Thank you so much, @martinjankowiak, for your reply. Changing TraceMeanField_ELBO to TraceGraph_ELBO did the trick!

I’m look into your other advices, do you know if there are any examples of custom inference algorithm implementations? I can’t seem to locate any in the examples.

When I’ve got it implemented I’ll update on the performance of using RelaxedBernoulliStraightThrough distributions instead of Bernoulli.


#4

@martinjankowiak
As promised, an update on the use of RelaxedBernoulliStraightThrough rather than Bernoulli.

The value for the ELBO is a lot lower when using the Bernoulli distribution compared to the RelaxedBernoulliStraightThrough distribution. Do you think this goes to show the better performance of the latter method? Or are the two statistics not comparable due to the nature of the ELBO statistic?


#5

i think you’re plotting the loss (negative elbo), right?

the elbo’s for both methods are directly comparable. for small models i might expect Bernoulli to give better results since it is unbiased but might expect RelaxedBernoulliStraightThrough to work better in the opposite regime (it yields biased gradients but the variance will be much lower, thus making learning easier).


#6

@scipio
Are you still focus on the topic? I am interested in the prediction performance instead of only loss performance here. From the example for Semi-supervised VAE ss-vae, the variance will lead the prediction performance (like accuracy rate, or other measurement) quite different.

In the meanwhile, svi_iii introduces several ways to reduce the variance, maybe you can directly use it in your Bernoulii model, such as adding even learnable baselines.


#7

@martinjankowiak Thanks, that’s very well possible. I’ll keep you updated on what results I get. This was a network with 5 latent, and 5 observed variables.


#8

@beyondpie Yes I’m still working on it, thanks for the guidance. I have some topics that require my attention first but I will look into predictive performance and get back at you about it.

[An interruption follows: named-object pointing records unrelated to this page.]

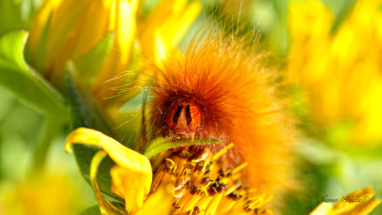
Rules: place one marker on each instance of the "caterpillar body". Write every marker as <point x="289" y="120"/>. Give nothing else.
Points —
<point x="226" y="88"/>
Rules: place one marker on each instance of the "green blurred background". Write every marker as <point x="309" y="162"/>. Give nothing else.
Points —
<point x="61" y="190"/>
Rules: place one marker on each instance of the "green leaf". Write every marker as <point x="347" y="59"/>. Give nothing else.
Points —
<point x="94" y="210"/>
<point x="161" y="144"/>
<point x="85" y="113"/>
<point x="91" y="63"/>
<point x="22" y="80"/>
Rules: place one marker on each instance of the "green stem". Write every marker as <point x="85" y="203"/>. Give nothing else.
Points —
<point x="51" y="129"/>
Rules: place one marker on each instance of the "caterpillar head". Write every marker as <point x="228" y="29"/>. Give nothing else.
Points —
<point x="183" y="119"/>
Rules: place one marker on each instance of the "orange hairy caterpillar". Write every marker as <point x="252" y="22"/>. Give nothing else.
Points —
<point x="225" y="88"/>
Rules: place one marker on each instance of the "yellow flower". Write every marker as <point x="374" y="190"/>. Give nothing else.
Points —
<point x="358" y="203"/>
<point x="70" y="29"/>
<point x="199" y="182"/>
<point x="340" y="67"/>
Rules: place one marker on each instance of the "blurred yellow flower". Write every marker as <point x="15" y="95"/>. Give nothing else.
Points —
<point x="340" y="67"/>
<point x="358" y="203"/>
<point x="198" y="181"/>
<point x="44" y="194"/>
<point x="69" y="29"/>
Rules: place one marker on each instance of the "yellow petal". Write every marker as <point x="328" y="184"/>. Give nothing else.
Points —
<point x="106" y="207"/>
<point x="356" y="203"/>
<point x="131" y="178"/>
<point x="41" y="20"/>
<point x="322" y="209"/>
<point x="158" y="203"/>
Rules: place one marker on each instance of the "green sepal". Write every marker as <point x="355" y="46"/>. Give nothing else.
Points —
<point x="94" y="210"/>
<point x="24" y="81"/>
<point x="91" y="63"/>
<point x="161" y="144"/>
<point x="85" y="113"/>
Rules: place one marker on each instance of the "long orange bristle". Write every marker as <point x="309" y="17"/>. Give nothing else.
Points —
<point x="234" y="83"/>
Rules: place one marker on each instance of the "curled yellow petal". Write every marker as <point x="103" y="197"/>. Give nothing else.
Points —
<point x="106" y="207"/>
<point x="131" y="178"/>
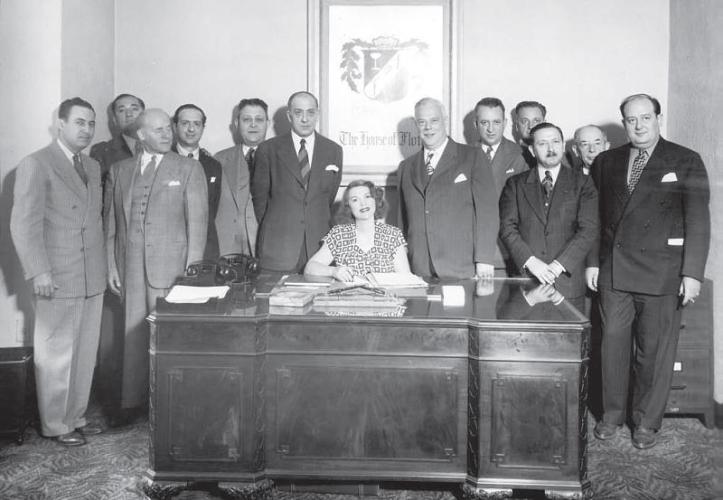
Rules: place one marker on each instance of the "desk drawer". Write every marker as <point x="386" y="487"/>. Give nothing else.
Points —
<point x="691" y="385"/>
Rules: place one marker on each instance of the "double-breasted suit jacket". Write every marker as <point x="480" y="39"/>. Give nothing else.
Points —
<point x="566" y="232"/>
<point x="236" y="223"/>
<point x="450" y="219"/>
<point x="56" y="222"/>
<point x="175" y="219"/>
<point x="661" y="232"/>
<point x="289" y="214"/>
<point x="56" y="228"/>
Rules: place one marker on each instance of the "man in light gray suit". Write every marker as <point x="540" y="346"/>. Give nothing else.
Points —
<point x="155" y="226"/>
<point x="57" y="231"/>
<point x="236" y="223"/>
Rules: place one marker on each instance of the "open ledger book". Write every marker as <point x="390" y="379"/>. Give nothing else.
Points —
<point x="396" y="280"/>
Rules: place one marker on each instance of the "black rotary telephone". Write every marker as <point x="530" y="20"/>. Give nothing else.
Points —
<point x="230" y="268"/>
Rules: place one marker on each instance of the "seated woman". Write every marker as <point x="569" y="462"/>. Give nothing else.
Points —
<point x="366" y="245"/>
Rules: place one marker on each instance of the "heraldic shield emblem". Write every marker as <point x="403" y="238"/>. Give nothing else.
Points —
<point x="383" y="69"/>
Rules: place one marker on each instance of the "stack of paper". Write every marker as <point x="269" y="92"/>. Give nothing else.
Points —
<point x="182" y="294"/>
<point x="400" y="280"/>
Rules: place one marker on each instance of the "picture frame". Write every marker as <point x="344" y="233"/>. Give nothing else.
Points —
<point x="370" y="62"/>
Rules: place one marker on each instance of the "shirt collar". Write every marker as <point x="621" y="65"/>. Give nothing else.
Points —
<point x="68" y="153"/>
<point x="438" y="149"/>
<point x="554" y="172"/>
<point x="184" y="152"/>
<point x="297" y="140"/>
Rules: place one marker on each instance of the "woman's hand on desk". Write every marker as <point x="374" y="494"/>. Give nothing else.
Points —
<point x="343" y="273"/>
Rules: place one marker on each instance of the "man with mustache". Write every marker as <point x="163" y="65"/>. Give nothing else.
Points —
<point x="58" y="234"/>
<point x="549" y="217"/>
<point x="155" y="227"/>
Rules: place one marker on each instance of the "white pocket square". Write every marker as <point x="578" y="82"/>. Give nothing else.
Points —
<point x="669" y="177"/>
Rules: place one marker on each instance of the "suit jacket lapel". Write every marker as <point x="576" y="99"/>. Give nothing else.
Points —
<point x="563" y="184"/>
<point x="127" y="178"/>
<point x="66" y="171"/>
<point x="619" y="175"/>
<point x="649" y="182"/>
<point x="445" y="161"/>
<point x="290" y="159"/>
<point x="532" y="190"/>
<point x="418" y="173"/>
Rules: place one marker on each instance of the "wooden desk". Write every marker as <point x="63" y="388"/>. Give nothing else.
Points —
<point x="491" y="395"/>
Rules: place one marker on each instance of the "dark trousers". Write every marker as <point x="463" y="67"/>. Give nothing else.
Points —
<point x="643" y="330"/>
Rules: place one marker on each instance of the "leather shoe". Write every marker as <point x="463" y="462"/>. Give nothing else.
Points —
<point x="604" y="430"/>
<point x="643" y="438"/>
<point x="90" y="430"/>
<point x="70" y="439"/>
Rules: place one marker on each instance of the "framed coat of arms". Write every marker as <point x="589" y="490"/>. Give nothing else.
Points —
<point x="374" y="60"/>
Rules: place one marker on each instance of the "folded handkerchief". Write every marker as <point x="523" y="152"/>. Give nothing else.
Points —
<point x="669" y="177"/>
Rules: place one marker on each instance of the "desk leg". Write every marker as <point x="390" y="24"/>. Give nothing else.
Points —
<point x="161" y="490"/>
<point x="166" y="490"/>
<point x="472" y="493"/>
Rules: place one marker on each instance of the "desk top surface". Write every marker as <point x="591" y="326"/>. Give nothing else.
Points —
<point x="494" y="300"/>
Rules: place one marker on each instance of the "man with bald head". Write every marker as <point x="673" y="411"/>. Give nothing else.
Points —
<point x="155" y="226"/>
<point x="589" y="141"/>
<point x="447" y="202"/>
<point x="294" y="184"/>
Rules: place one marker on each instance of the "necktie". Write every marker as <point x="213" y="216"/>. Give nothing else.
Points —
<point x="637" y="170"/>
<point x="547" y="186"/>
<point x="150" y="167"/>
<point x="428" y="163"/>
<point x="79" y="168"/>
<point x="250" y="157"/>
<point x="304" y="160"/>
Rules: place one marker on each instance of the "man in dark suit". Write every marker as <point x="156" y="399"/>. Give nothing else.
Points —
<point x="504" y="156"/>
<point x="447" y="202"/>
<point x="155" y="227"/>
<point x="125" y="109"/>
<point x="549" y="217"/>
<point x="295" y="181"/>
<point x="654" y="242"/>
<point x="124" y="144"/>
<point x="58" y="234"/>
<point x="589" y="141"/>
<point x="189" y="122"/>
<point x="236" y="223"/>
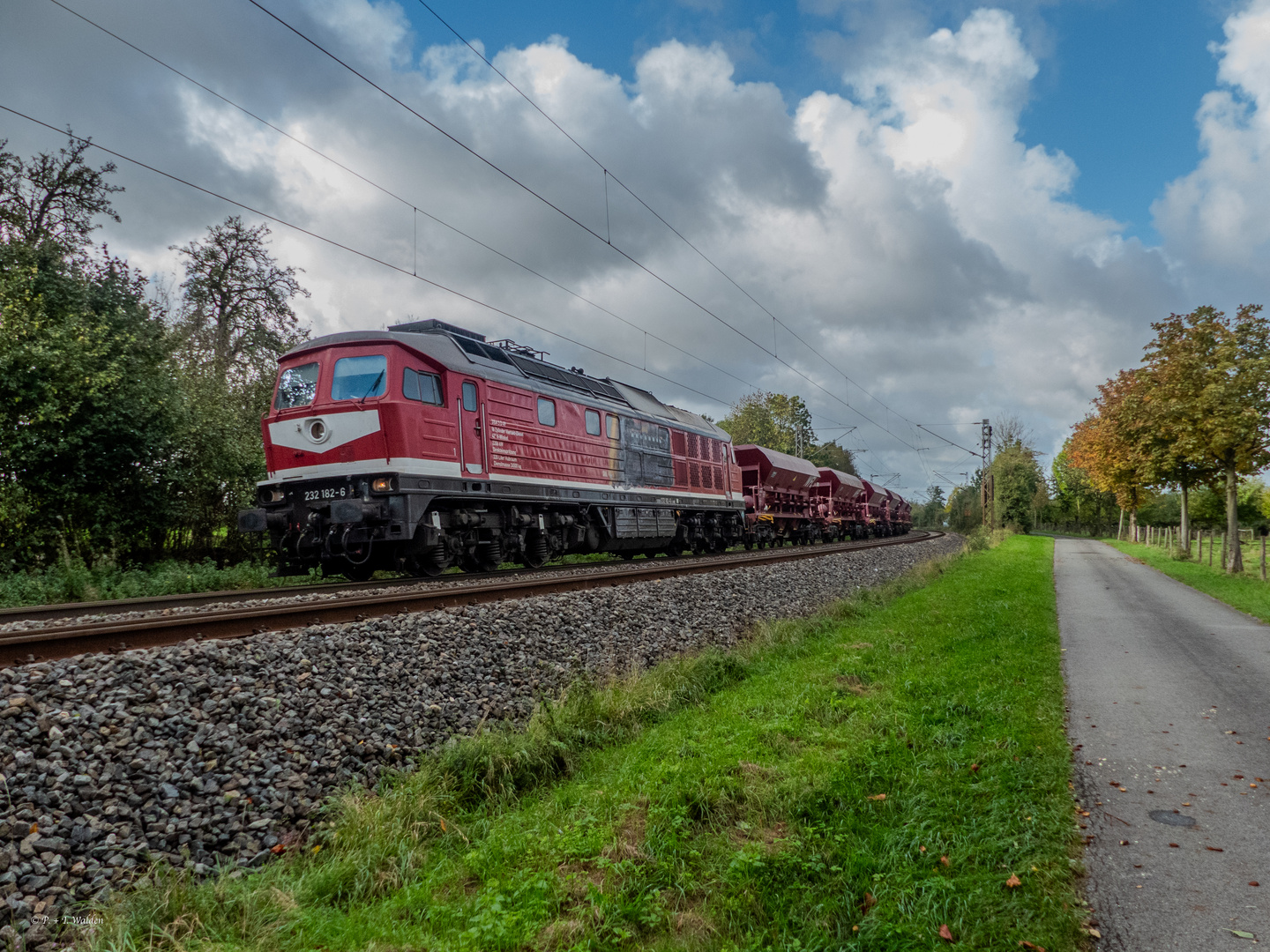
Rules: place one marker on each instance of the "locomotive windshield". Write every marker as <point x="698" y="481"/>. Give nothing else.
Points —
<point x="360" y="377"/>
<point x="296" y="386"/>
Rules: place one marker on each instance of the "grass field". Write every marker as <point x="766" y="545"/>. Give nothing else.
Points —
<point x="106" y="582"/>
<point x="855" y="781"/>
<point x="1244" y="591"/>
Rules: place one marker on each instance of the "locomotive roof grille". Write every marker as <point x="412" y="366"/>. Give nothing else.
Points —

However, be advised that a variational autoencoder in general is more suited for looking at predictive performance than the model I am building. My ‘predictions’ will consist of performing conditional expectations of some variables (X_unobserved) conditional on other variables (X_observed). It is a somewhat subjective statistic because one has to make a choice in terms of what is selected as evidence.

Basically the difference between a VAE model and my model is that of supervised vs unsupervised learning. If you have any thoughts on how to construct a more objective measure of predictive power, please share them.